State by State: Delegates on the floor of the 2000 DNC

Other highlights included speeches by Senator Edward Kennedy and the company of other journalists such as The Guardian’s Peter Preston, Joe Carroll of the Irish Times and Stephen Khan, now editor of The Conversation in the UK.

There was also this from Al Gore on stage with his wife Tipper, again expertly described by Rolling Stone magazine:

“A few days later, Al Gore nearly swallowed Tipper’s head in a horrifyingly intense open-mouth kiss before accepting his party’s nomination. He was trying to demonstrate that, unlike Bill Clinton, he had a great relationship with his wife.”

Clintons: Saying ‘Goodbye’ in 2000

Bill Clinton’s farewell was the centrepiece. All of us were blown away by the sight of the president bounding up to the stage from under the auditorium, much like a prize-fighter about to slug it out for his final purse.
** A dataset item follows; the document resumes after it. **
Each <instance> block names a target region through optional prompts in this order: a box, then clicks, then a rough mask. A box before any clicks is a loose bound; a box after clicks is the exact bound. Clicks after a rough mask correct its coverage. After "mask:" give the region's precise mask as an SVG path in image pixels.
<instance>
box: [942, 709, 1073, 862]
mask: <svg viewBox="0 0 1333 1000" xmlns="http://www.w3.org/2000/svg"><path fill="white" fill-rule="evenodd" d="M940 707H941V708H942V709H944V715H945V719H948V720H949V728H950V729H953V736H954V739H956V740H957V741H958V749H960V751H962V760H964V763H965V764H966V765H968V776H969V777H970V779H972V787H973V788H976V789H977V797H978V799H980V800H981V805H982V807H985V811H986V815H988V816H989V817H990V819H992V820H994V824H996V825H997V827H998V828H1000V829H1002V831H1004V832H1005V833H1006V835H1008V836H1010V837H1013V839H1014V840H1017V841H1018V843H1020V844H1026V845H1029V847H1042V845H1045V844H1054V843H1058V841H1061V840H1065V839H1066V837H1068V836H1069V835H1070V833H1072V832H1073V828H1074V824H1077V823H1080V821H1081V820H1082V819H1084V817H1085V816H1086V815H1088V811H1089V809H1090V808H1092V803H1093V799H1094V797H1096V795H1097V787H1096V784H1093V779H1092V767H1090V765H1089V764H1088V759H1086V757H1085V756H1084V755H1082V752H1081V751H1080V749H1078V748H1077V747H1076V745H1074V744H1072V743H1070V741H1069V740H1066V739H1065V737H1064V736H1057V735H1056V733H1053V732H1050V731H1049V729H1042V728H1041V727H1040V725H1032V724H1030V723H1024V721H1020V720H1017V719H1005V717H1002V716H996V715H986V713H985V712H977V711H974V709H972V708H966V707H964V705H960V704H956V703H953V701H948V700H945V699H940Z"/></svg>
Watch: Bill Clinton says farewell at the 2000 DNC

He did what Clinton did best; telling stories, electrifying the crowd and leaving people with a sense that the noughties would be a decade full of hope and bright promise – ‘to build the future of our dreams’

Poignantly, after his eight years in office, he said America had a great opportunity as it had ‘no great internal crisis and no great external threat’.

How wrong he would be.

Less than three months later, America chose Bush and changed the course of history.

Now, 16 years on, after 9/11, the wars in Iraq and Afghanistan, the implosion of Iraq and Syria and the rise of IS and global terror, America may be about to ignore Clinton 2.0 and elect Donald Trump. Here we go again.